Итак, с первой же своей книги Фуко исследовал проблемы испокон века относившиеся к философии (рассудок, безрассудство), но делал это окольными путями — через историю и социологию, — подчеркивая и выдвигая в истории на первый план некоторую прерывистость (малое событие многое меняет), не обращая ее при этом в разрыв (до безумцев имелись прокаженные, и именно в местах — в плане и материальном, и духовном, — опустевших после исчезновения последних, и были устроены прибежища для других исключаемых, точно так же, как и сама эта необходимость исключать упорно продолжает длиться в неожиданных формах, которые ее то проявляют, то утаивают).
Человек в опасности
Не мешало бы спросить себя, почему слово «безумие» сохранило — даже у Фуко — заметную вопрошающую силу. По меньшей мере дважды упрекает себя Фуко в том, что поддался искушению идеей, будто безумие обладает некоей глубиной, будто оно составляет внеположный истории фундаментальный опыт, свидетелями, жертвами или героями которого были и еще способны быть поэты (и художники). Если это и была ошибка, ему она благоприятствовала, поскольку благодаря ей (и Ницше) он осознал отсутствие у себя большого вкуса к понятию глубины, дабы преследовать потом в дискурсах скрытые смыслы, впечатляющие секреты, иначе говоря — второе и третье дно смысла, которое можно исчерпать до конца, это правда, но лишь исказив сам смысл — как, в словах, не только означаемое, но и означающее.
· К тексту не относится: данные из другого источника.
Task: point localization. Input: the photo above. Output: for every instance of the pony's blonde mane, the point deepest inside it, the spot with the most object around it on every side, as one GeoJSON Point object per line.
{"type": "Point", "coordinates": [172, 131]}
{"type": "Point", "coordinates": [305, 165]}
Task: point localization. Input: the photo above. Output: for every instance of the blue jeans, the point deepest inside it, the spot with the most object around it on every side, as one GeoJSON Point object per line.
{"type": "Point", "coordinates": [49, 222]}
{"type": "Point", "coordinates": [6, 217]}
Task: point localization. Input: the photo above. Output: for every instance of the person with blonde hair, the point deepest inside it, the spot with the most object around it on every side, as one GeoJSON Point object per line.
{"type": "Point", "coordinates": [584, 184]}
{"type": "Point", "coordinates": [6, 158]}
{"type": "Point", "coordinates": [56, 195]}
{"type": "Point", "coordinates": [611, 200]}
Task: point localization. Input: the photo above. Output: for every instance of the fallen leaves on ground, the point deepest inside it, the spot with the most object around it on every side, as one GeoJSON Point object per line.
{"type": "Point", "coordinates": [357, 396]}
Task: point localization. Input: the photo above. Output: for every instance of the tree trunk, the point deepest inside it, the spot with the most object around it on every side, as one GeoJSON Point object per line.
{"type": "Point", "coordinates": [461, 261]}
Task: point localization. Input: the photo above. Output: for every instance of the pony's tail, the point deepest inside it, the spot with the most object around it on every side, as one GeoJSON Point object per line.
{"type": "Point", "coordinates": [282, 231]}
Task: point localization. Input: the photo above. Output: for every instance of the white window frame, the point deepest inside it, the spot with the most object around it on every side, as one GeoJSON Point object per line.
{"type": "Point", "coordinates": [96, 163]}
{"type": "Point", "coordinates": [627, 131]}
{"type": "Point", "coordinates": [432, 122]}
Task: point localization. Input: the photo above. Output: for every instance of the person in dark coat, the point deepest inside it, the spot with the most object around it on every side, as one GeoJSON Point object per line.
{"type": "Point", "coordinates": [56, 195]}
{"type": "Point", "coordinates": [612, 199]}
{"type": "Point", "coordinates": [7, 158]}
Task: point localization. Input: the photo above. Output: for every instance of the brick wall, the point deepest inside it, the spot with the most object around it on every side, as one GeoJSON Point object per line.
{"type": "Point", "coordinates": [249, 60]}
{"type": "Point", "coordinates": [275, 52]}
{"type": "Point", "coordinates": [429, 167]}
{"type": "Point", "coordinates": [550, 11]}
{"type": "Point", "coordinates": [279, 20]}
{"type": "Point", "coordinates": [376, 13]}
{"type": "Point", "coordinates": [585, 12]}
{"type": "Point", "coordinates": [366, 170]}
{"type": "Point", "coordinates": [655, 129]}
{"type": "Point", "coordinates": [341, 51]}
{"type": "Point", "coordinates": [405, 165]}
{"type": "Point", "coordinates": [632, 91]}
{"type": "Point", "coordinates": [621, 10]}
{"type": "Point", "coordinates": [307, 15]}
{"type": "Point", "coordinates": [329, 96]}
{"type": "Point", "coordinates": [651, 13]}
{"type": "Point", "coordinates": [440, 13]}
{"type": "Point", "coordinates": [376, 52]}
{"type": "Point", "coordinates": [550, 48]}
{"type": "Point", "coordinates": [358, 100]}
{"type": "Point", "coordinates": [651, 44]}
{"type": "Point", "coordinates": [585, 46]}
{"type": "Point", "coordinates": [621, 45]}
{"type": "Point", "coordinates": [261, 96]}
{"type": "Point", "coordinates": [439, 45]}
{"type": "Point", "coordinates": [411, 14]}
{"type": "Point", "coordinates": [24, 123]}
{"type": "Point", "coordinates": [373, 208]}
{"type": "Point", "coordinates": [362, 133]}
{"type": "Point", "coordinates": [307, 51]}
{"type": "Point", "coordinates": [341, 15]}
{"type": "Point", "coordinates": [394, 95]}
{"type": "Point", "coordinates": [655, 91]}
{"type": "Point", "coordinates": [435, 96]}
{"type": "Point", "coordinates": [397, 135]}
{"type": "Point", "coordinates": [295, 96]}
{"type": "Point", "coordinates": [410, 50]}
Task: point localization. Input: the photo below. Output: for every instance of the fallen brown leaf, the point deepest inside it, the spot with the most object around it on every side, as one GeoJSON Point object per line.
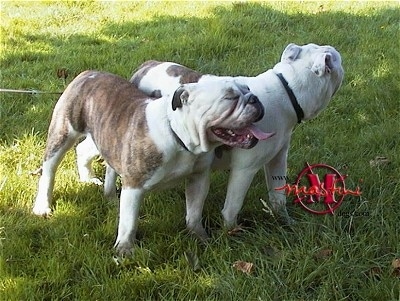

Здесь я хочу сказать, что Фуко, однажды по случаю объявивший себя «счастливым оптимистом», был человеком в опасности и, не выставляя этого напоказ, обладал обостренным чувством опасностей, к которым мы предрасположены, когда пытался выяснить, какие же из них представляют наибольшую угрозу, а с которыми можно и подождать. Отсюда важность, которую имело для него понятие стратегии и отсюда же тот факт, что ему случалось играть с мыслью, будто он мог бы, распорядись так случай, стать государственным деятелем (политическим советником) с тем же успехом, что и писателем — термин, который он всегда отвергал с большей или меньшей горячностью и искренностью, — или чистым философом, или неквалифицированным рабочим, то есть неведомо кем или чем.
В любом случае человек в действии, одинокий, скрытный, который по этой причине остерегается обаяния внутреннего, отвергает ловушки субъективности, разыскивая где и как возможен поверхностный дискурс, бросающий отблески, но не миражи; не чуждый, как о нем думали, поискам истины, но демонстрирующий (вслед за многими другими) опасности этих поисков, а также и двусмысленные их отношения с различными механизмами власти.